No regular person even just understood a word that you said - and *this* is the problem that it seems so many here just don't get.
That post was meant for bitcointalk readers. A regular user would just see Ripple as this:
- Yet another - perhaps cheaper and easier - checkout option on a web store.
- A way to pay with an idirect IOU among friends of friends.
If the Ripple people can keep that the focus of their system, and leave worrying about XRP to the payment processors and nerdy users, then they might be on to something. Unfortunately, I think Bitcoin-like thinking might be Ripple's biggest problem. Too much focus on XRP in their wiki for example.
That you believe this is a testimony to how effective the OpenCoin FUD campaign has been in hoodwinking the public into believing that XRPs are not a currency.
As both me and others have explained (including the Ripple wiki) XRPs are quite suited to function as a currency.

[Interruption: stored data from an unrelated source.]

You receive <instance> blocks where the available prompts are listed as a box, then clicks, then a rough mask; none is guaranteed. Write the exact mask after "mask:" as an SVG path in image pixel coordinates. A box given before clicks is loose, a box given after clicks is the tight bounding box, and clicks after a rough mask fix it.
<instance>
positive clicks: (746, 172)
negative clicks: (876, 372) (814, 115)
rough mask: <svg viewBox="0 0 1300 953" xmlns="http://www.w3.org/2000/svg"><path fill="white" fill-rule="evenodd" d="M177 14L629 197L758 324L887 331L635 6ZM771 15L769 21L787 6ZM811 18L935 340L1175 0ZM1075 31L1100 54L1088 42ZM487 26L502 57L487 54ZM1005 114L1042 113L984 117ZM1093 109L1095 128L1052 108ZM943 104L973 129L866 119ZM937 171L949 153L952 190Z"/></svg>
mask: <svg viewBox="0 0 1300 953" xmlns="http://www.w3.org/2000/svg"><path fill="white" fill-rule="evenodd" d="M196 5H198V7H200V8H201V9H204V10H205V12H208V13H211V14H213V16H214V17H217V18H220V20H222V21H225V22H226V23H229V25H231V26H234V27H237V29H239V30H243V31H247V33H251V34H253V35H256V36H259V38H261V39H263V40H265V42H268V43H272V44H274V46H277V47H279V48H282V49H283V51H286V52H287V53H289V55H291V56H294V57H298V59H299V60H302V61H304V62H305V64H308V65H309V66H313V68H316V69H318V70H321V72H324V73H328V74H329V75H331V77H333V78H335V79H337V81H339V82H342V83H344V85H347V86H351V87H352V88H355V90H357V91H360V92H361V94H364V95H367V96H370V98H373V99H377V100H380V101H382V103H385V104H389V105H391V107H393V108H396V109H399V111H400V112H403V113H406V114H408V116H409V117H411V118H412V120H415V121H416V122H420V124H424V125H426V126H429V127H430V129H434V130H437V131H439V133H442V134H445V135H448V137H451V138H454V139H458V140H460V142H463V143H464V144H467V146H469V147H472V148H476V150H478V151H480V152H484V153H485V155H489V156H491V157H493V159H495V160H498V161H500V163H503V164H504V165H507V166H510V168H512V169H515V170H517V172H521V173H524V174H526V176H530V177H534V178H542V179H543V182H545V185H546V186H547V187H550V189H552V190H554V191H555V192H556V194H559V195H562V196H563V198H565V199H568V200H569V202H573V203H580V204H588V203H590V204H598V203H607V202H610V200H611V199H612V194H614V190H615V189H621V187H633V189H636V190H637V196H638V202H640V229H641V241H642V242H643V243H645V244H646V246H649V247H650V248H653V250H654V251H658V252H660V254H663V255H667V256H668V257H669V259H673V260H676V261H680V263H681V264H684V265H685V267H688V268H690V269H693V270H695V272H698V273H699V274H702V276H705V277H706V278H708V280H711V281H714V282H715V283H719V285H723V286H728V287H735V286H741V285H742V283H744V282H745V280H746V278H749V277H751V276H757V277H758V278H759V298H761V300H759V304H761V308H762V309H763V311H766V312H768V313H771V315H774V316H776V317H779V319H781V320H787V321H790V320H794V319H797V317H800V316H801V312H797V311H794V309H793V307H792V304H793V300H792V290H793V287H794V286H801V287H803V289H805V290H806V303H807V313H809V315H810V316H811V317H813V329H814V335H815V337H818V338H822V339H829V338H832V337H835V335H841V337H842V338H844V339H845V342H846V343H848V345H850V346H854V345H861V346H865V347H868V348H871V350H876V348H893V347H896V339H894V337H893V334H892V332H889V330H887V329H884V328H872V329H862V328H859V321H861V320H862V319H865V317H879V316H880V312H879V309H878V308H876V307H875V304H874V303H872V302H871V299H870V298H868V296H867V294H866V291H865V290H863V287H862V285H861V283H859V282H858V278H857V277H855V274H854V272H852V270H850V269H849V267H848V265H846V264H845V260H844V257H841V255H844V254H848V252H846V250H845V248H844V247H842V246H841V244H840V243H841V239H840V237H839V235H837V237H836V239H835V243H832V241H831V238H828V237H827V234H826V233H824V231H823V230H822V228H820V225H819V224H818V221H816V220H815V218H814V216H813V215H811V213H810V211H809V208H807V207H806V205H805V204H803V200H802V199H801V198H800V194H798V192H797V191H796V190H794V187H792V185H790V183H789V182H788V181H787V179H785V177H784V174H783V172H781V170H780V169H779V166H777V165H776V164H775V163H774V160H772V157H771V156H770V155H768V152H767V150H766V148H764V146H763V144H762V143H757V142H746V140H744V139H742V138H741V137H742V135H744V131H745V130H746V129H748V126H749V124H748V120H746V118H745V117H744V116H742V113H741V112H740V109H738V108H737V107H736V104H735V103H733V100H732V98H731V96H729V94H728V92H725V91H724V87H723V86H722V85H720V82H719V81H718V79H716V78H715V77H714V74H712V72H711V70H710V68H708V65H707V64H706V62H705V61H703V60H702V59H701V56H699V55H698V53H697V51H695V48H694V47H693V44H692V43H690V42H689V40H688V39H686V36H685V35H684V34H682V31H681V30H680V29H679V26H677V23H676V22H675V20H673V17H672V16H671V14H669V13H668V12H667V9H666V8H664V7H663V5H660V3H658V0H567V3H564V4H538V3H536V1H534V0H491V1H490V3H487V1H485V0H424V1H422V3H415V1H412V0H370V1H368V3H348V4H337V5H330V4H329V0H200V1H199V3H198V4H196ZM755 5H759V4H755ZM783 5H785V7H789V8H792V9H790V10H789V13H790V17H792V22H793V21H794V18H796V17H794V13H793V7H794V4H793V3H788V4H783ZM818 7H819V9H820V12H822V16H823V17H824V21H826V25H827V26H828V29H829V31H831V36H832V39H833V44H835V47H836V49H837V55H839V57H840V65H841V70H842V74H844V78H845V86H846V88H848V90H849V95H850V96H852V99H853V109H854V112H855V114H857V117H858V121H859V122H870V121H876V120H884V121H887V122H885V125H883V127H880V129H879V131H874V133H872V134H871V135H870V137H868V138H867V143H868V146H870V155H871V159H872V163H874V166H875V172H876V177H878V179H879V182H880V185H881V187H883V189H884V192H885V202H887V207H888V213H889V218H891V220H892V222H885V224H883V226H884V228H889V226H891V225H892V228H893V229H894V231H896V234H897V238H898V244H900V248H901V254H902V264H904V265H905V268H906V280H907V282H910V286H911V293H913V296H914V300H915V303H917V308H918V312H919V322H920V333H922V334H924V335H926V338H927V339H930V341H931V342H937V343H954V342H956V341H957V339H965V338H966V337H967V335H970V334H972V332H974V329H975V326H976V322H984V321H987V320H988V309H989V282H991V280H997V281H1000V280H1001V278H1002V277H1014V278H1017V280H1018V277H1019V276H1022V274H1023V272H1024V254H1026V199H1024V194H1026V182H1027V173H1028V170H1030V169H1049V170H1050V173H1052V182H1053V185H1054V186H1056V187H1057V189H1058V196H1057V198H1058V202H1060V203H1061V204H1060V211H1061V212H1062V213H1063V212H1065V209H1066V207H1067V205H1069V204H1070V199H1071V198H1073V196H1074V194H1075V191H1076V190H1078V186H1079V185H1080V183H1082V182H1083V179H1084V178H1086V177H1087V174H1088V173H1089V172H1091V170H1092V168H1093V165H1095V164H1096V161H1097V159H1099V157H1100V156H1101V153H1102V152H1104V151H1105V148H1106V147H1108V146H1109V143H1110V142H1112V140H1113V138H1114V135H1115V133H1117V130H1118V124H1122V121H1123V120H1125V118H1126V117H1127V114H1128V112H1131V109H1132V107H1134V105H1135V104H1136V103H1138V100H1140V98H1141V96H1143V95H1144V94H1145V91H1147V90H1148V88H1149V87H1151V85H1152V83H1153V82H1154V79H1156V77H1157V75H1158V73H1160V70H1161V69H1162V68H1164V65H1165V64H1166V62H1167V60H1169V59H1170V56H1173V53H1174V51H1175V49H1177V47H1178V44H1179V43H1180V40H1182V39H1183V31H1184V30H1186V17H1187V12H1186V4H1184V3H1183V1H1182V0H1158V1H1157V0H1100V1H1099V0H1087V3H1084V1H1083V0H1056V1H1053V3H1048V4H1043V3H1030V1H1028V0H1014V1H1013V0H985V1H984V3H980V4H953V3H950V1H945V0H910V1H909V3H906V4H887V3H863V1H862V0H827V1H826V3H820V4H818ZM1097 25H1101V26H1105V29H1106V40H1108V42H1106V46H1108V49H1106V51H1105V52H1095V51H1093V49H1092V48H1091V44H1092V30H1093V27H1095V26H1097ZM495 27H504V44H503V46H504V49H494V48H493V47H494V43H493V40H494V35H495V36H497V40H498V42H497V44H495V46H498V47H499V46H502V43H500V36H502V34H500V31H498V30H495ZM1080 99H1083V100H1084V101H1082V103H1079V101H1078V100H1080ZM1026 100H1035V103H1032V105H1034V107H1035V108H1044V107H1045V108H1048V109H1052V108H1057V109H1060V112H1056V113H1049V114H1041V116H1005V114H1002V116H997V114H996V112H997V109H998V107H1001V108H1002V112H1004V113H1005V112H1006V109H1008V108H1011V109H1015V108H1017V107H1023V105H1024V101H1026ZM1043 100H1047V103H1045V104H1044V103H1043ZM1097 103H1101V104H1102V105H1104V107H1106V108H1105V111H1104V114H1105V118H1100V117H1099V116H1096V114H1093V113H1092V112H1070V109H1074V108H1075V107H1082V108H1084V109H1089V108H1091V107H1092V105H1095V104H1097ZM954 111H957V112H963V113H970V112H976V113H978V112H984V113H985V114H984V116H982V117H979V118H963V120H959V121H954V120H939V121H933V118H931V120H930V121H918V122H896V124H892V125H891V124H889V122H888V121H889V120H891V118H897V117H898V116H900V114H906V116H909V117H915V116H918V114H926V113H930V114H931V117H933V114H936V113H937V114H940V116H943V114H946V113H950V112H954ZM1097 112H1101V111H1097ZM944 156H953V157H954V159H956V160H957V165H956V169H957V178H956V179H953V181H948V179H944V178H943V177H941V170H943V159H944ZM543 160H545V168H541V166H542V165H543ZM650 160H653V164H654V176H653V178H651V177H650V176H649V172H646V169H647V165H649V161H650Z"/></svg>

XRP are the only currency in Ripple that have no counterparty risk.
I explain this in detail[/url].
That is a very insightful thread, IMO, but Ripple itself is the counterparty for XRP, and they don't have any obligation to give you USD or other currency for it - they only have a vague promise that you can use it to process transactions in the future. It's as if I issued IOUs for backrubs for the rest of my lifetime, or if the postal service issued 1st class air mail stamps that are good for all eternity (actually the Norwegian postal service does this - which might get interesting in 100 years).
XRPs are like the non-denominated 1st class stamps in Ripple. I like that analogy.

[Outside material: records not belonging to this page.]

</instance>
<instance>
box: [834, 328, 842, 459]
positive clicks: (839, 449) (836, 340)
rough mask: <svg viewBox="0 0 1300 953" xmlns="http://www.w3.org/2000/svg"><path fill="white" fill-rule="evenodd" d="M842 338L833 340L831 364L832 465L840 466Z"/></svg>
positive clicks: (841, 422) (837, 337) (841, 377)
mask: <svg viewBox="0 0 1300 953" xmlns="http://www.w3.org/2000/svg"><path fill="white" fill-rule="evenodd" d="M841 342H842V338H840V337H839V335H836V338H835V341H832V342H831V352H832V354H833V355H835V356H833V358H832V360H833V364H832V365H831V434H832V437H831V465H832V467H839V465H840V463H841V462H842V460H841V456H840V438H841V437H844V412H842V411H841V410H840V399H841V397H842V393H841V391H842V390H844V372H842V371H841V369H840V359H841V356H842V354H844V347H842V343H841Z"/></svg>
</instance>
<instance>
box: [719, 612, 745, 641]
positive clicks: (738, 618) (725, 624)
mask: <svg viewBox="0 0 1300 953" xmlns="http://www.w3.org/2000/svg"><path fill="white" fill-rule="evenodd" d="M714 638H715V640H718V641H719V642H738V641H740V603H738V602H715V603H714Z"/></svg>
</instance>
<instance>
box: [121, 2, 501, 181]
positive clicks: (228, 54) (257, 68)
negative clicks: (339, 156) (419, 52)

That some people prefer to hold XRP and do transactions in it right now is - I think - a result of this being introduced to Bitcoiners first. Bitcoin long position people tend to value worthless strings of bits over real money, but if Ripple gets moving and people who value IOUs for fiat (or gold, or whatever) from friends and reputable gateways, I think we'll move away from this initial dynamic.

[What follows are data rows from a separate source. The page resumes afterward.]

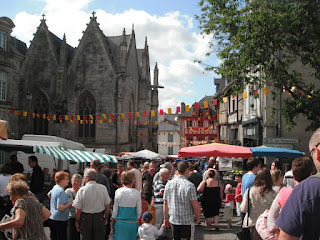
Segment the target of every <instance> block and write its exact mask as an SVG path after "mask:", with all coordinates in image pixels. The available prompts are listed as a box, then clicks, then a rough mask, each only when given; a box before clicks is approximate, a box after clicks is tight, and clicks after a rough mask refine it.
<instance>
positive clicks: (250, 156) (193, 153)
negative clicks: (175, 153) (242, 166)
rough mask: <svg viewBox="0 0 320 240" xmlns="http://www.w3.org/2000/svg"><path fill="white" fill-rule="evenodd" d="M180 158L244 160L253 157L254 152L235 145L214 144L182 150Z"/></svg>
mask: <svg viewBox="0 0 320 240" xmlns="http://www.w3.org/2000/svg"><path fill="white" fill-rule="evenodd" d="M178 156H179V157H222V158H223V157H227V158H232V157H234V158H242V159H246V158H249V157H252V152H251V151H250V148H248V147H241V146H235V145H228V144H221V143H212V144H206V145H199V146H193V147H185V148H181V150H180V152H179V153H178Z"/></svg>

This is true. But if / when Ripple reaches critical mass then this systemic XRP risk will disappear, unjustly enriching the founders.
If it succeeds, I think they deserve to be paid for that, but unlike the pre-mined Bitcoins,* which presume to represent the global value of all economy for all eternity, the purchasing power of all XRPs really just represents what Ripple will charge for their services. If they over-charge, some kind of competitor will be chosen by the market. And if they throw around those 1st class stamps too wildly, they might end up with a liability of unperformed transactions that somebody will cash in in the future.
Finally - a nugget of gold!
I agree 100%.
And
* To every new potential adopter of Bitcoin, the previously mined Bitcoins will seem just as bad as they were all premined by one person.
Ripple "pre-mining" XRPs, is just like the post office pre-printing stamps. It's Ripple's IOU to you, saying they owe you to process some transactions. A Bitcoin doesn't represent that anyone owes you anything.